A Maryland judge recently threw out a climate case, handing a huge win to major oil companies and an enormous loss to residents of Baltimore City.
What's happening?
Inside Climate News reported that this case, filed in 2018, is just one of over a dozen similar lawsuits against powerful oil giants such as Exxon, Chevron, and BP.
Across the nation, climate change has caused major problems for citizens. Instances of extreme weather events worsened by the planet's rising temperatures have caused destruction, pollution, and financial burden in many communities.
These people are seeking compensation from big oil companies, arguing the corporations knew the work they were doing was harmful and dangerous but that they did it anyway.
The judge in this case, the Baltimore City Circuit Court's Videtta A. Brown, explained that her decision to side with the oil companies came because damages from gas pollution fall under the Clean Air Act.
"Global pollution-based complaints were never intended by Congress to be handled by individual states," Brown wrote in her opinion.
The city disagreed with this ruling.
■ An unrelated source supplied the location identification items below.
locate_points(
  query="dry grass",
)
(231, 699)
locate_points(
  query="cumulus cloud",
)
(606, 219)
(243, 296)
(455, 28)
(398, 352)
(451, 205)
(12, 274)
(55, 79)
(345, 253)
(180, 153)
It argued the oil companies should be held responsible for damages since they falsely marketed their products and deliberately hid the known harms associated with burning dirty energy sources.
The city claimed it was not pursuing the lawsuit with the aim to regulate gas pollution and that it should fall into state jurisdiction; it intends to seek a higher court's opinion.
"This decision is the oil companies' dream," said Robert Percival, a professor and director of the Environmental Law Program at the University of Maryland Francis King Carey School of Law. "This is what they would love to happen to all those cases."
Why are these lawsuits important?
Planet-warming dirty energy sources have caused disastrous situations in communities across the United States. Earth is heating up, making huge weather events more extreme and putting people in danger.
The air pollution alone has caused health issues for citizens, including reproductive issues.
This slew of lawsuits taking place across the nation aims to hold big oil companies accountable for knowingly harming the environment and, therefore, consumers.
What's being done about the lawsuits and the environment?
Alyssa Johl, the vice president and general counsel for the Center for Climate Integrity, said that other similar court cases are turning out differently. Many judges have allowed climate deception lawsuits to continue to trial.
While these court cases unfold, many researchers are seeking ways to help the environment.
Experts have devised a way to trap carbon dioxide from the atmosphere and store it easily. One startup has even found a way to turn carbon dioxide air pollution into butter.